Für Trainer Joe Enochs wird es die zweite Spielzeit beim FSV. Mit Rang sieben konnte der gebürtige Kalifornier die Erwartungen voll erfüllen. Nie stand der Verein unter dem Strich als einer der vier Absteiger. Die Ziele haben sich auch für die neue Saison nicht geändert. Mit annähernd dem gleichen Etat wie in der zurückliegenden Spielzeit, der laut FSV 2,5 Millionen Euro für die Profimannschaft beträgt, steht das Ziel Klassenerhalt über allem. Und die offene Rechnung im Sachsenpokal (0:2 gegen den CFC) soll am besten auch noch beglichen werden.

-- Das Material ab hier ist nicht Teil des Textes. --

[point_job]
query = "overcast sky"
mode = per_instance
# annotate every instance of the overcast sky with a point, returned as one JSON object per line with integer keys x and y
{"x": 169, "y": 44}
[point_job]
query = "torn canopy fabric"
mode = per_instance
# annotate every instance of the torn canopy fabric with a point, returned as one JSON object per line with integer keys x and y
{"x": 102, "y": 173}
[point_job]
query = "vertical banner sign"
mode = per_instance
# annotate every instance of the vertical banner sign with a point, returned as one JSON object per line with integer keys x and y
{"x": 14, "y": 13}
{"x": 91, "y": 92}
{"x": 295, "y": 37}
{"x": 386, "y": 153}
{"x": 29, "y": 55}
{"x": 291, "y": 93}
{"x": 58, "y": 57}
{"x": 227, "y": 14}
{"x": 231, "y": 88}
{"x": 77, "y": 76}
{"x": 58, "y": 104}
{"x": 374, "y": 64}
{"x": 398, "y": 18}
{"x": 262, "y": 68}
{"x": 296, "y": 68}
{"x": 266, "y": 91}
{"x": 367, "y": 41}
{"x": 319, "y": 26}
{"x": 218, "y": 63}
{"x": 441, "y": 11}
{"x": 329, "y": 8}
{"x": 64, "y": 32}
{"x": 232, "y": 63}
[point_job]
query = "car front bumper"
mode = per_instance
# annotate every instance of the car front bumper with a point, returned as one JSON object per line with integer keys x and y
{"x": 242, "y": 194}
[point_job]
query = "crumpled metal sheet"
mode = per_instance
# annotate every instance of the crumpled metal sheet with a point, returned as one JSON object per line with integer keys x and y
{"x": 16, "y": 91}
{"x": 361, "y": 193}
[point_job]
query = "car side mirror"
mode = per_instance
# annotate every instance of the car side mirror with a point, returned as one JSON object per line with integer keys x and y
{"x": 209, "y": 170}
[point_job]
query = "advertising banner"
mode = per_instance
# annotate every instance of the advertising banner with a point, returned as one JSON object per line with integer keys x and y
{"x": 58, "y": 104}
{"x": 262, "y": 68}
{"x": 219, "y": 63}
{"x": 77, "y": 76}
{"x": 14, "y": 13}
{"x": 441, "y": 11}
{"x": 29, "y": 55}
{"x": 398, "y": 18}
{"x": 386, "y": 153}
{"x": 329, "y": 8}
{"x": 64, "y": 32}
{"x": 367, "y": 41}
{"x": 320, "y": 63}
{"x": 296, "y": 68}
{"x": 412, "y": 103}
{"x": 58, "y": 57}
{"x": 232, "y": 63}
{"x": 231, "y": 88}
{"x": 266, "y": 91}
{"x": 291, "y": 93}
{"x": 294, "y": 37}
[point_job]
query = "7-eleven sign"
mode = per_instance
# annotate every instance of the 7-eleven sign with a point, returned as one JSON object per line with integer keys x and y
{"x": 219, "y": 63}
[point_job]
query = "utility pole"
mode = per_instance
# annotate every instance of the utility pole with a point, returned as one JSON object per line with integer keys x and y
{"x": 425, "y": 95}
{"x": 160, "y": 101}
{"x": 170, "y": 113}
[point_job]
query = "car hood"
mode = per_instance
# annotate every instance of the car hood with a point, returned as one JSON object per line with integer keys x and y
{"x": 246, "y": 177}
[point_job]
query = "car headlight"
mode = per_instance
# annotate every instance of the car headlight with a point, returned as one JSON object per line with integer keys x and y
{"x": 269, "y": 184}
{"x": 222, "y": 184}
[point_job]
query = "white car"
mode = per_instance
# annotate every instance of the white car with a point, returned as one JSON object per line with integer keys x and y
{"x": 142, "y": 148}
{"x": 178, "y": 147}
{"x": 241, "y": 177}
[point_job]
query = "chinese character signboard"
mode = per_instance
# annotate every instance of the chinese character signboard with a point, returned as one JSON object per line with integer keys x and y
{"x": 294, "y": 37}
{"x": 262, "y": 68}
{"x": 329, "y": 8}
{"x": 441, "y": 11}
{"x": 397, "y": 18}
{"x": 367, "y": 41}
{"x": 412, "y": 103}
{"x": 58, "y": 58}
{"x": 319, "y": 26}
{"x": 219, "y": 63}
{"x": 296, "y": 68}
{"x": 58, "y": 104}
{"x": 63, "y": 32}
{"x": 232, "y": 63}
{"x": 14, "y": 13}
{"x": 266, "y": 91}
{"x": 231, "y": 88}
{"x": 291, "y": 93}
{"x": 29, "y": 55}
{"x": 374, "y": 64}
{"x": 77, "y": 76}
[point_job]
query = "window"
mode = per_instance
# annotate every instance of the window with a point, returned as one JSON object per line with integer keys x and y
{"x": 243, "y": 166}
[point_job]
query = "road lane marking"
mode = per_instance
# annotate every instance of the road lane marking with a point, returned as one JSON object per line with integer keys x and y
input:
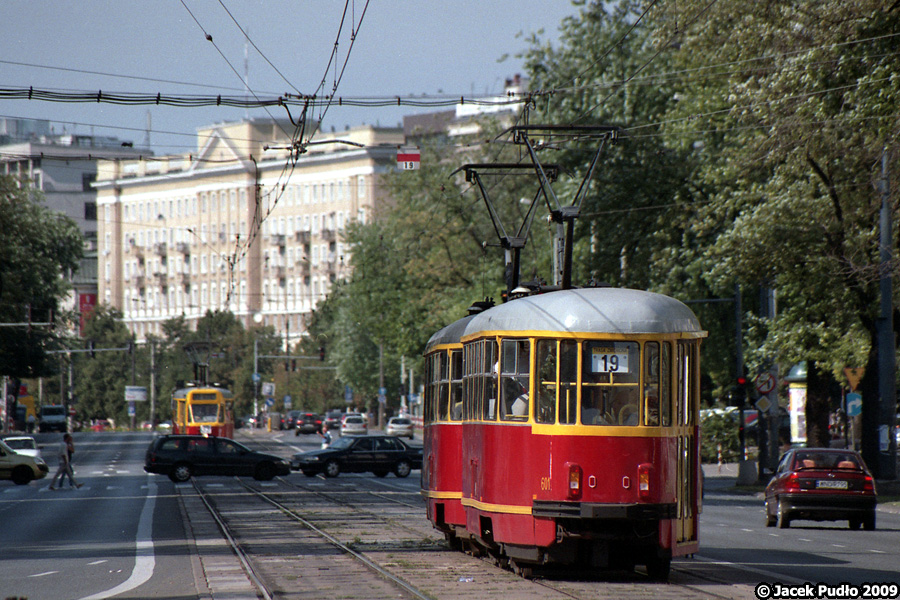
{"x": 145, "y": 558}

Joe Enochs jedenfalls will seine bodenständige Art beibehalten. Nie würde der 47-Jährige öffentlich ein böses Wort über einen seiner Spieler verlieren. Nicht immer wird dies dem Coach nach dem Prinzip des Gebens und Nehmens gedankt. Das war schon so in Osnabrück, wo er 22 Jahre als Spieler und Trainer eindrückliche Arbeit geleistet hat. Als Enochs in der Saison 2017/18 ohne Murren aus Sparzwängen dem Verkauf einiger Leistungsträger zustimmte, wurde ihm nach elf Spieltagen in einer Phase mit vielen Verletzten der Stuhl vor die Tür gestellt. Auch in Zwickau herrschte nicht nur eitel Sonnenschein. Als der Trainer im Heimspiel gegen Unterhaching (2:2) den früh eingewechselten Bonga nach schwacher Partie auf dem Feld ließ und Lion Lauberbach auswechselte, musste er sich Pfiffe vom Publikum anhören. Enochs wollte Bonga aber mental nicht verbrennen. Was auch gelang. Zumindest bis Bongas Vertragsunterschrift beim CFC bekannt wurde, spielte er eine gute Jokerrolle. Doch für das Pokalfinale gegen seinen künftigen Arbeitgeber fehlte er als Alternative. "Das Geschäft ist hart, man ist auch oft enttäuscht. Aber ich werde mich da nicht ändern. So tickt auch unser Verein. Wir versuchen, unsere Spieler zu schützen", reflektiert Enochs: "Ich habe auch 20 Menschen kennengelernt, die mich nicht enttäuscht haben. An diesen positiven Dingen halte ich mich fest." Motto: Entspannt, aber ehrgeizig. Und mit einem treffsicheren Ronny König sollte es auch diesmal mit dem Klassenerhalt klappen.